L'avenir s'annonce encore plus sombre. D'un côté, le gouvernement, qui a téléguidé le rapport Champsaur sur l'ouverture à la concurrence, s'apprête à organiser la vente virtuelle d'une partie du parc nucléaire français, privant ainsi le groupe public d'une partie de ses recettes en lui laissant les charges futures. De l'autre, le groupe doit assumer désormais le coût de ses folles acquisitions anglaise et américaine : un peu moins de vingt milliards d'euros ont été dépensés en un an dans cette grande conquête internationale.

Mais le sujet qui terrorise le plus les cadres est celui du développement nucléaire. L'EPR, que les ingénieurs d'EDF ont contribué à concevoir, est devenu la grande affaire d'EDF. Pierre Gadonneix souhaite implanter au moins dix réacteurs EPR dans le monde dans les prochaines années. Selon ses calculs, le groupe est tout à fait en mesure de faire face à un tel développement : son programme ne représenterait qu'un engagement de 1,5 milliard d'euros par an.
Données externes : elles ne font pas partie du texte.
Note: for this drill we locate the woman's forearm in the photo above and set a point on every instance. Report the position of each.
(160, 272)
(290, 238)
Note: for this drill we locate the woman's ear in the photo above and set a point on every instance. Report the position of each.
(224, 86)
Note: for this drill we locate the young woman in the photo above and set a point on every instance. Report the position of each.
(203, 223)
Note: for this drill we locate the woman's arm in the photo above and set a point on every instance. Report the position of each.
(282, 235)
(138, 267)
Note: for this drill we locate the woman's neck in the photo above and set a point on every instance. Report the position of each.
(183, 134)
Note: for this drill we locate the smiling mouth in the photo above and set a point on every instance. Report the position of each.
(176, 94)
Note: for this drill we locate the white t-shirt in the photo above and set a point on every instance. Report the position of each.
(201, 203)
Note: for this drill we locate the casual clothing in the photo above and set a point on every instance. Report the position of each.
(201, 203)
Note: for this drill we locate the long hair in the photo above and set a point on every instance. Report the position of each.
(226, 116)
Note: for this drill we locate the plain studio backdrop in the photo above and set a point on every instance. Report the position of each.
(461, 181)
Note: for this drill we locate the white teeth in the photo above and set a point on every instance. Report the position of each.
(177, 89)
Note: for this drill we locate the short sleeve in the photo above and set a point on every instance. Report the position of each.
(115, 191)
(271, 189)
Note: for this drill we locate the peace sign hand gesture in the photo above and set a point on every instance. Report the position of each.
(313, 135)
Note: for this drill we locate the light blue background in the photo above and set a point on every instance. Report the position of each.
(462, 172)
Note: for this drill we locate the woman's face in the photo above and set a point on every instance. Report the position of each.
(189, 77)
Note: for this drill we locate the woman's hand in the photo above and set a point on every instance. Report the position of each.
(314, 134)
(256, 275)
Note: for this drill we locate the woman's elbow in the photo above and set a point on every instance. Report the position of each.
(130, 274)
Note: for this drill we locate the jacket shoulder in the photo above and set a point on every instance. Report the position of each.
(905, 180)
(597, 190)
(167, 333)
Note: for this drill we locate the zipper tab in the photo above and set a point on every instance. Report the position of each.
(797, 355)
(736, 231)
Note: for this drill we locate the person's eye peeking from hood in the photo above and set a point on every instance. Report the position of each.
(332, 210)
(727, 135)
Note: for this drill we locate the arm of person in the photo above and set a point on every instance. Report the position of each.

Pourtant, au fur et à mesure que le premier chantier de Flamanville (Manche) avance, certains responsables de douter: «Nous avons construit ce réacteur sur des critères de compromis, en additionnant les contraintes et les réglementations françaises et allemandes. Il est vieux, gros et ultra-sophistiqué», confie un cadre, qui s'interroge sur son fonctionnement futur. «Cette affaire est une tragédie. J'ai moi-même pris des décisions sur le développement de l'EPR et j'ai sans doute commis des erreurs monumentales», a confié récemment un dirigeant directement lié au dossier à un autre responsable. Mais personne n'ose rompre ce secret, si lourd de conséquences, en dehors du groupe. Au sommet de l'Etat comme dans les cercles dirigeants, le nucléaire est présenté comme la grande chance industrielle de la France, sa grande filière d'avenir.

Aux difficultés techniques s'ajoutent les problèmes financiers. La facture de l'EPR risque d'être beaucoup plus élevée que prévu. Au début des années 2000, lorsque EDF voulait promouvoir le lancement du réacteur de troisième génération, le groupe public chiffrait le seuil de rentabilité à 29 euros le MW/h. De révision en révision, le calcul est passé à 35 euros, puis 40, aujourd'hui il est à 46 euros le MW/h. Mais certains pensent que l'addition pourrait encore monter.

«Personne n'en est conscient. Mais le nucléaire nous fait courir un péril mortel. EDF risque l'effondrement, en se plaçant sous le double impératif du défi technologique et de la conquête internationale. Il faut repenser la politique nucléaire, et élargir le débat. En tout cas, il y a une chose de sûre : il faudra choisir entre l' EPR et la Bourse. Les deux sont inconciliables», assure un haut cadre du groupe.

Sans le formuler aussi précisément, les salariés d'EDF pressentent le danger. Certains commencent à s'alarmer de cette fuite en avant technologique et financière. Ils craignent trop d'en connaître le dénouement : l'achèvement du démantèlement et la privatisation des morceaux de choix. La financiarisation du secteur de l'énergie y pousse, les groupes privés étant de plus en plus attirés par «ce secteur aussi giboyeux», selon l'expression de l'ancien président d'EDF, Marcel Boiteux.

Selon divers témoignages, personne à l'Elysée ou au sommet du gouvernement n'a pris la mesure de l'urgence des questions qui se posent dans le groupe. L'Etat choisira de réinventer EDF ou de laisser aller à vau-l'eau? Ce sera alors le moment de juger si la référence aux idéaux du Conseil national de la Résistance, devenue de mise depuis le discours présidentiel à Versailles le 22 juin, est une simple figure du style. Ou si le pouvoir considère qu'il est aussi impératif qu'hier d'avoir en main la maîtrise de son avenir énergétique.